Mais alors j'aimais bien mieux vagabonder dans la montagne. Devant ces libres espaces, mon imagination osait déployer ses ailes plus follement que jamais ; et puis, là, je ne craignais pas que l'arrivée soudaine de quelqu'un vînt me déranger quand ma pensée s'occupait au délicat travail qu'exige la construction des rêves ; pour mieux leur donner l'apparence de la réalité, je pouvais même, sans crainte de passer pour fou, faire les gestes, prononcer les mots appropriés à la circonstance : ainsi, lorsque je m'essoufflais à grimper le long d'une pente, je me retournais parfois, la main tendue, et je disais : — Prends ma main, Lilette ; sois un peu courageuse, nous allons arriver… Fais attention à cette pierre, à cette ronce… Attends…
Et je me baissais, et, comme si la pierre et la ronce eussent pu vraiment blesser ou entraver les doux pieds de ma petite amie, je les écartais du chemin…
Dans les premiers temps de leur mariage, ma mère et M. d'Escorral allèrent souvent au pic d'Astaran remercier la morte qui, reconnaissante de tant de piété et d'amour, avait, par une occulte et tendre influence, uni deux êtres créés pour puiser l'un dans l'autre un parfait bonheur. Ils m'y emmenèrent un jour. De là-haut, j'aperçus un merveilleux horizon ; les monts, sur plus de dix lieues, s'abaissaient peu à peu vers la plaine que l'on voyait au loin confuse, indéfinie et pareille à la mer telle que je pouvais l'imaginer. Je me serais cru volontiers sur la plus haute marche d'un immense escalier qui reliait le ciel à la terre. M. d'Escorral désignait du doigt certains clochers et disait des noms de villages ; mais je l'écoutais distraitement ; devant moi, dans une échancrure du paysage, un château en ruines apparaissait au flanc d'un mont ; je venais de reconnaître Balem, et mon cœur battait très fort. Certes, depuis le départ de Lilette, j'étais allé rôder autour de la maison où elle était née ; mais en cet endroit où je venais d'éprouver violemment les émotions que procurent à certaines âmes la contemplation de la nature et le voisinage de la mort, l'apparition inattendue de ces vieux murs prit pour moi une importance extraordinaire.
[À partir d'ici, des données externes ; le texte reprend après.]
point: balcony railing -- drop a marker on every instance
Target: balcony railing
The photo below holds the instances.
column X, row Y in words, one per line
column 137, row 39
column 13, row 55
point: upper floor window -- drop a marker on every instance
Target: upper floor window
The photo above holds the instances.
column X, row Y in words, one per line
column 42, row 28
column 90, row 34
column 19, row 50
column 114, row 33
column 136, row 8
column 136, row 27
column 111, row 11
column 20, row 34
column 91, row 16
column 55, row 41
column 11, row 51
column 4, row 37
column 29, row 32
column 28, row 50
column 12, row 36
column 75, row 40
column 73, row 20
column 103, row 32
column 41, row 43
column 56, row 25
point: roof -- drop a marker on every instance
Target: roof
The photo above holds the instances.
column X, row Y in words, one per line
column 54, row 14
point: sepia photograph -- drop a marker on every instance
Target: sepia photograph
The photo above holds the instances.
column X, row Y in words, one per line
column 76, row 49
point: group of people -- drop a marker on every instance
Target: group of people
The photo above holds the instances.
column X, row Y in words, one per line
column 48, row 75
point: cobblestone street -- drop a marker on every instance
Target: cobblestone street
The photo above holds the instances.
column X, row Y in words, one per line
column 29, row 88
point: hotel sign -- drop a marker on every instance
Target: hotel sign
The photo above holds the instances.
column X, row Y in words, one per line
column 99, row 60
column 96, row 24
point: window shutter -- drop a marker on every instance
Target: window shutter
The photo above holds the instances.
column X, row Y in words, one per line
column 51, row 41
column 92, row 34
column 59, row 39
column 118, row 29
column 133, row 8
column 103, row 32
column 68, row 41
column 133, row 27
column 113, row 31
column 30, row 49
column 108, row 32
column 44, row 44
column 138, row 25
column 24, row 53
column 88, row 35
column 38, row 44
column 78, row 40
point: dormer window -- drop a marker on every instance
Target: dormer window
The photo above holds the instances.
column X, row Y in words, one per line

Depuis, je revins bien souvent au pic d'Astaran et là, debout sur une roche, tourné vers Balem, j'appelais « Lilette! Lilette!… » de toutes mes forces… Oui, c'était là qu'elle viendrait un jour me retrouver, là, devant ces montagnes et devant cette tombe que nous échangerions les promesses éternelles… Je contemplais au fond de moi-même toutes sortes de pensées grandioses et vagues ; et puis, il me semblait qu'une douce sympathie veillait sur moi… Ah! sous la neige, un cœur aimant de vierge endormie devait battre à l'unisson du mien!… Ainsi mon amour puisait une force nouvelle aux sources fécondes du mystère ; une étrange exaltation m'emportait pour ainsi dire aux cimes de moi-même ; je m'agenouillais sur le sol en murmurant des paroles délirantes et bientôt je croyais entendre, comme pour me pousser irrévocablement dans la voie de mon rêve, la petite morte d'Astaran murmurer à mon oreille le nom de la petite absente de Balem.